Familie auf der Klappe
Diese typisch britische, romantische Idee von der Landschaftsbeobachtung oder dem Picknick, während man vom Regen geschützt auf der Klappe sitzt, die lebt immerhin in einer Notlösung fort – einer inneren Heckklappe.
Die lässt sich aus dem Laderaum elektrisch absenken, sobald die große Klappe hochgefahren ist. Mit einer maximalen Traglast von 300 kg schultert sie eine ganze Familie, sollte sich die dort zusammenkuscheln. Fair enough!
Was uns weniger gefällt, sind die scharfen, ungeschützten Ecken der umgreifenden Heckklappe – dass diese aus Kunststoff besteht, trägt zur Gewichtsersparnis bei, würde Kopfverletzungen beim Herunterfahren aber kaum mindern. Letztes Wort zur Heckpartie: Die säulenartig angeordneten Leuchten sind vergleichsweise banalen, quer gezeichneten gewichen.
Im Kern hat sich der Disco radikal geändert. Statt des im Offroad-Gewerbe üblichen Leiterrahmens hebt nun eine Alu-Karosserie mit Einzelradaufhängung den Fahrkomfort, während sich das Fahrzeuggewicht um bis zu 480 kg verringert hat.

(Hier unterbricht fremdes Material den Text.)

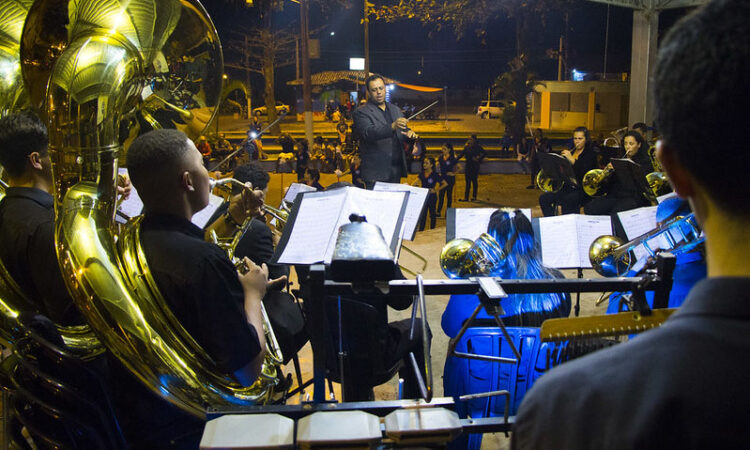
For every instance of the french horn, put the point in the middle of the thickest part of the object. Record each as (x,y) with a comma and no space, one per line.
(100,61)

Der alte Disco reichte schon an die zweidreiviertel Tonnen, eine stilistische Meisterleistung, dass man ihm das nicht angesehen hat. Mit effektiv um die 2,2 Tonnen hat die neue Generation in moderne Sphären gefunden, jedenfalls nach SUVMaßstäben. Patente Fahrwerkskomponenten wie doppelte Querlenker tragen ein Übriges zu gemessener Agilität bei, wie wir auf ersten Testfahrten überprüfen konnten. Abzweigung verpasst? Fest auf die Bremse, scharf einlenken, es geht sich trotzdem noch aus. Undenkbar im alten Disco.
Sportlich will der Neue nicht sein. Komfortabel ist er, und wesentlich geräumiger, weil das Pack- aging dramatisch besser ist. Wird er als Siebensitzer genutzt, bleibt allerdings trotzdem nur Platz für leichtes Handgepäck.

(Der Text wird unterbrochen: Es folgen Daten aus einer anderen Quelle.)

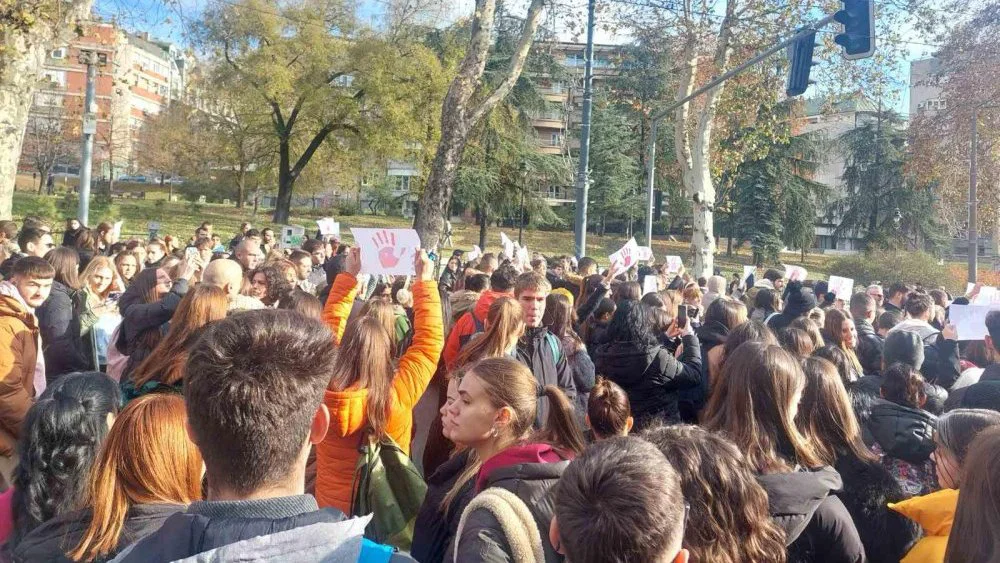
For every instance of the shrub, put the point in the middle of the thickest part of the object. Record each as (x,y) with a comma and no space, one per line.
(888,266)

Bis zu neun USB-Anschlüsse
Die Passagiere können sich dafür multimedial nach Belieben zerstreuen, es gibt bis zu neun USBTankstellen an Bord und natürlich einen WLAN-Hotspot.
Die aerodynamisch ausgefeilte Karosserie schneidet einstweilen geräuscharm durch den Fahrtwind, auch bei 200 km/h auf deutscher Autobahn fühlte sich der große Wagen sicher und kontrolliert an. Im Sinne des Spritverbrauchs ist freilich ein geringeres Reisetempo angeraten. Zwei Dieselmotoren in drei Leistungsstufen (Vierzylinder mit 180 und 240 PS, V6 mit 258 PS) werden in unseren Breiten die erste Wahl sein. Mit dem 340 PS starken V6-Benziner enteilt der Familiengeländewagen, 1989 als goldene Mitte zwischen dem knorrigen Defender und dem noblen Rover ersonnen, vollends in Luxusgefilde.

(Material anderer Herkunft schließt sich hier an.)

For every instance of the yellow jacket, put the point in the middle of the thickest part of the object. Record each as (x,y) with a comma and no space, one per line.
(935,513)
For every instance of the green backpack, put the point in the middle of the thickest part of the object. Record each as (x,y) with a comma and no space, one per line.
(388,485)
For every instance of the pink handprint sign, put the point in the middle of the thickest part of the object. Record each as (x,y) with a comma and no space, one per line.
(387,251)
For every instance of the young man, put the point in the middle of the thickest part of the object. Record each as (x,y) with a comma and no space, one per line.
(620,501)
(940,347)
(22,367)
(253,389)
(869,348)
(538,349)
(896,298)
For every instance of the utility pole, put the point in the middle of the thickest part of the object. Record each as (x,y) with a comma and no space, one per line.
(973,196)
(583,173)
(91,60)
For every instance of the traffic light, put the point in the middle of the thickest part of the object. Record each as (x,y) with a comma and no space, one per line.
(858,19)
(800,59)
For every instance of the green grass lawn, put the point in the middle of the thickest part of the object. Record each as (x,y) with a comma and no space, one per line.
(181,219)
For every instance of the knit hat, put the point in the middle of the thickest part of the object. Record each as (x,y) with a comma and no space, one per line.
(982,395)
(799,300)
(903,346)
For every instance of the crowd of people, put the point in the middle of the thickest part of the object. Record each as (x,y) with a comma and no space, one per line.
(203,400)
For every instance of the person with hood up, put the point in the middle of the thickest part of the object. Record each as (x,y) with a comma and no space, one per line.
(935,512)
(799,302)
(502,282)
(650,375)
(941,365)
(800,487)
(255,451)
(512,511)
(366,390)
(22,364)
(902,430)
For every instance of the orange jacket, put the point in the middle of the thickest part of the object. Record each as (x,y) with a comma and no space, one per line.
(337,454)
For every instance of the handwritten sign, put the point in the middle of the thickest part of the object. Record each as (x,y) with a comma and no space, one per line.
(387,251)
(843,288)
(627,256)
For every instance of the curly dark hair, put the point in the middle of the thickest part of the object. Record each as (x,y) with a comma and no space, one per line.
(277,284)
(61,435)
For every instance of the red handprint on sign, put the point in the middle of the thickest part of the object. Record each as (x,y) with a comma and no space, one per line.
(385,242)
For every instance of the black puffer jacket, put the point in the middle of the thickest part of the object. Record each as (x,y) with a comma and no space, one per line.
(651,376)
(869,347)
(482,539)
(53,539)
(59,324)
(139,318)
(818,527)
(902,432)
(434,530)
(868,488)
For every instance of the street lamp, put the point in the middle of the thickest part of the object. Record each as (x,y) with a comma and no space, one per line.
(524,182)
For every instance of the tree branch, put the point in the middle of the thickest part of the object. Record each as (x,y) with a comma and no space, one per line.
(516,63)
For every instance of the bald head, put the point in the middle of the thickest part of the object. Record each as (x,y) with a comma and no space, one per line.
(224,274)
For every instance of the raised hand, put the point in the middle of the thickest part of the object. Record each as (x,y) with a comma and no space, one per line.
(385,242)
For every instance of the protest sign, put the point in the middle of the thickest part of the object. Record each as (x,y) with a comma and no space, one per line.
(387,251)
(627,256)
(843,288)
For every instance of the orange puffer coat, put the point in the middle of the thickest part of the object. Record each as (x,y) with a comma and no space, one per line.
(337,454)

Dass die Offroadqualitäten nicht gelitten haben, ist sozusagen Ehrensache für Land Rovers Ingenieure. Kein Wert, sei es Rampenoder Böschungswinkel, liegt unter jenem der Vorgängers, die Wattiefe hat sich auf bis zu 900 mm verbessert – auch dank einer Motorbelüftung, die wie schon im Range Rover seitlich auf Höhe der Motorhaube inhaliert.
Allradantrieb, nunmehr in zwei Varianten angeboten, ist immer dabei, die optionale Luftfederung obligat, um alle Möglichkeiten auszureizen, nicht nur im Gelände. Auch wenn es beispielsweise darum geht, den Laderaum abzusenken und zum Fünfuhrtee auf der Heckklappe zu bitten.